Disney+ Bandwidth Observations

This will be a brief departure from the automation focused attention that I have been giving to this blog over the past year or so. This week in the United States was the launch of Disney+ streaming service. I have subscribed to it at this point and have found some interesting data based on SNMP polling my network.

This post is about the bandwidth that I am seeing used, not about anything about the service, or if another service is better. I don't have the time for that at this time. This is just about what was an unexpected jump in the bandwidth usage with the new application. But I am very much OK with that as my subscription level is taking care of that.

Streaming Setup

So what this is going to show is numbers with just a single device. So this isn't a full across the board deep test. But it is something to get some numbers out there. My household streaming consists of primarily an Apple TV Full HD (not the 4k one) or an iPad mini streaming.

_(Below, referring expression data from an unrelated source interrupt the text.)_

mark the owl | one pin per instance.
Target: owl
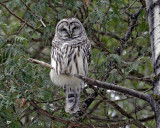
(70, 56)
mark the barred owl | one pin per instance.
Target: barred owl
(70, 55)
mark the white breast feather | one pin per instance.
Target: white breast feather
(61, 79)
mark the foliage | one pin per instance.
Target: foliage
(127, 63)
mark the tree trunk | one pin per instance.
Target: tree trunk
(153, 9)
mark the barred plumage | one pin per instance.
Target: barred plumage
(70, 55)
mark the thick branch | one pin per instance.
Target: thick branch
(100, 84)
(131, 26)
(115, 87)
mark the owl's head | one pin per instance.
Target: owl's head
(70, 28)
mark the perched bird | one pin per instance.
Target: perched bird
(70, 56)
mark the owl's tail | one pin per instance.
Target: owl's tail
(72, 101)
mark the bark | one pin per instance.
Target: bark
(153, 9)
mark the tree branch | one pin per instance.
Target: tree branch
(22, 20)
(44, 112)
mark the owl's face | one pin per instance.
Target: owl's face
(69, 28)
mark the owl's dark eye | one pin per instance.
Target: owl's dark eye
(63, 29)
(75, 28)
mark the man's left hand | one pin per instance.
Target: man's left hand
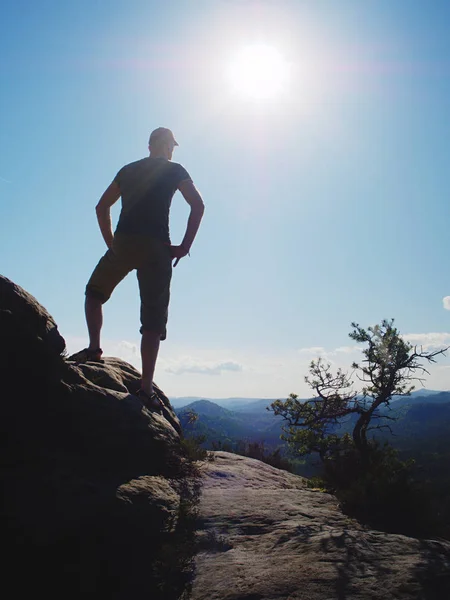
(178, 252)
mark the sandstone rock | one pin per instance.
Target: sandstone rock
(264, 535)
(91, 480)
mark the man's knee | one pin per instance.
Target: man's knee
(92, 293)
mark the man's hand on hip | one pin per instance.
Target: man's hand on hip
(178, 252)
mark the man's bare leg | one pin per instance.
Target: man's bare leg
(94, 319)
(149, 353)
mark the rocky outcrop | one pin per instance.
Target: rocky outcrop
(94, 486)
(264, 535)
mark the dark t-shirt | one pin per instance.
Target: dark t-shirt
(147, 187)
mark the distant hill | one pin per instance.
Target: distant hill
(250, 420)
(205, 408)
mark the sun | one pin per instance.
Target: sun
(259, 72)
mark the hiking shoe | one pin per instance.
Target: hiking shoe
(87, 355)
(152, 402)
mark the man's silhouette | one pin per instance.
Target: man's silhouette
(142, 242)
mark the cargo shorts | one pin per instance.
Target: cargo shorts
(152, 260)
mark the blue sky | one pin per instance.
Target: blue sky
(325, 205)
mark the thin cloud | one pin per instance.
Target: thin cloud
(428, 340)
(312, 350)
(205, 368)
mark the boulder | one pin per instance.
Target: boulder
(263, 535)
(93, 483)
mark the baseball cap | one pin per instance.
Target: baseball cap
(162, 134)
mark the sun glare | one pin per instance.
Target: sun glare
(259, 72)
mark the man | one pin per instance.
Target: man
(142, 242)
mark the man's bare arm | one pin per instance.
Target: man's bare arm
(110, 196)
(193, 198)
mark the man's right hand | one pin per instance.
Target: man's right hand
(178, 252)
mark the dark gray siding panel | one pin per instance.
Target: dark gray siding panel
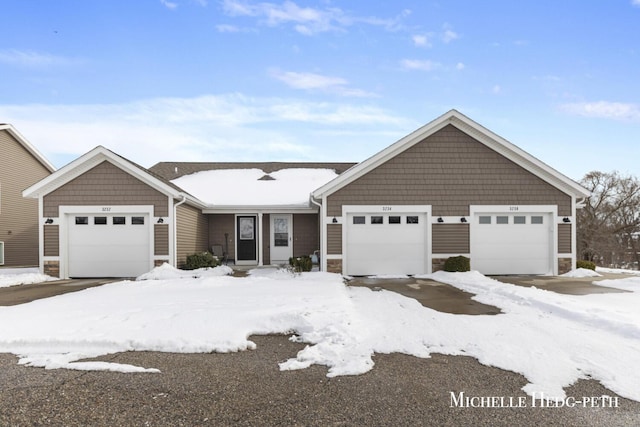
(161, 239)
(449, 170)
(18, 216)
(564, 238)
(105, 184)
(334, 239)
(306, 234)
(219, 225)
(192, 232)
(51, 240)
(450, 238)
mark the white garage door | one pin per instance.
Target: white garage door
(379, 243)
(511, 243)
(113, 245)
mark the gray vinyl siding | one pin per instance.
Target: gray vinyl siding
(450, 238)
(192, 231)
(105, 184)
(334, 239)
(449, 170)
(18, 215)
(161, 239)
(306, 234)
(564, 239)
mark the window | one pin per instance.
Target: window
(412, 219)
(536, 220)
(358, 220)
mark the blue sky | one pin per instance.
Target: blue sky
(242, 80)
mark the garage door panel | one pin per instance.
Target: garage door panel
(108, 249)
(512, 248)
(386, 248)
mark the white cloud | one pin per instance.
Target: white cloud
(421, 40)
(29, 58)
(604, 109)
(222, 128)
(305, 20)
(448, 35)
(169, 5)
(420, 64)
(313, 81)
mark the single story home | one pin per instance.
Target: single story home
(21, 165)
(450, 188)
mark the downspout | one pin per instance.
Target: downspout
(321, 226)
(174, 224)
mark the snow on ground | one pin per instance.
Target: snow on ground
(551, 339)
(21, 276)
(581, 272)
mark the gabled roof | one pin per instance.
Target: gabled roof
(93, 158)
(27, 145)
(478, 132)
(174, 170)
(251, 186)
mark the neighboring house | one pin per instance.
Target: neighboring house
(450, 188)
(21, 165)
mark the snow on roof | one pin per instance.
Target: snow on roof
(254, 187)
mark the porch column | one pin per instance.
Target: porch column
(259, 238)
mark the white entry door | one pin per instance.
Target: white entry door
(281, 238)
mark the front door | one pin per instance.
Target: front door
(246, 240)
(281, 238)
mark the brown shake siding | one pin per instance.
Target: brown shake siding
(306, 234)
(161, 239)
(192, 232)
(450, 238)
(105, 184)
(564, 238)
(18, 215)
(449, 170)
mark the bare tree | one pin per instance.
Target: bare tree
(609, 224)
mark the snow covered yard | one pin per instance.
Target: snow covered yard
(551, 339)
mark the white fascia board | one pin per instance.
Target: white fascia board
(241, 209)
(90, 160)
(28, 146)
(480, 133)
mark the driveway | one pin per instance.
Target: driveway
(15, 295)
(448, 299)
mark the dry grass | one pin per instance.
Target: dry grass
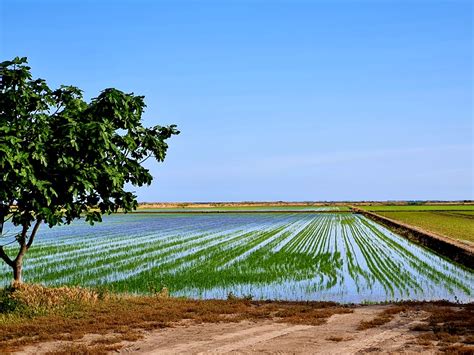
(452, 329)
(123, 318)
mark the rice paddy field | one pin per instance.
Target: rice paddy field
(315, 208)
(451, 223)
(340, 257)
(415, 208)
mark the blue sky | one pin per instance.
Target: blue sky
(276, 100)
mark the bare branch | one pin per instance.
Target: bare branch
(33, 233)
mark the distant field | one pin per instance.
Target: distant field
(244, 208)
(458, 225)
(377, 208)
(341, 257)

My broadband provider is a cable service provider that speed tests have shown consistent speeds at around 200 Mbps down, 11 Mbps up.

Streaming Bandwidth Number - Historically

Historically I've always maintained that based on a Netflix stream, or use of PlayStation Vue that an HD stream would use somewhere between 3-5 Mbps of bandwidth on a broadband network. I'll show where that still remains true on the bandwidth graph. That has held true so far.

Disney+ Streaming

So what have I seen at this point from just 2 days of use of Disney+? It uses much more bandwidth than I originally expected, in fact, it has been over double that of Netflix streams. So much more so that the 95th percentile on the home network with just a single stream running has consistently run up to 11 Mbps for my download.

Quality?

From the picture that I have seen, it does look very crisp and clear. Makes sense that there are more bits coming across the wire. I would say that at least in my experience there is a correlation of quality to the amount of bits coming across.

The Netflix subscription is the basic HD level. I have not done that study of what that actually means if that is 720p or 1080p that is coming across. I also do not know what compression there is within the applications.

Graph To Show

Here is the bandwidth graphs. I will try to pretty up the graphics a little more in a future post.

disney_plus_bandwidth.png

The two spikes up to the red line (95th percentile) on the top side of 0 Mbps are the two times that Disney+ was in use. Definitely some good amount of usage there. If you see the other couple of early morning spikes, that is Netflix to an iPad in use. There are some other general streams of data that happen throughout the day as the family jumps in and out of some other streaming services. But nothing close to the Disney+ numbers.

Summary

There has been some negative press around the large launch, although I have not had the experiences. Thus far things have been good, we see that there is more bandwidth utilized from Disney+ launch. At this point a kudos to Disney's CDN providers as well that have been able to push out this kind of data rates. I assume that others are likely having the same bandwidth utilization with the service.

I hope this helps!

I have it on my radar to move to a more modern network graphing setup as well, I'm just not to that point in the home environment yet.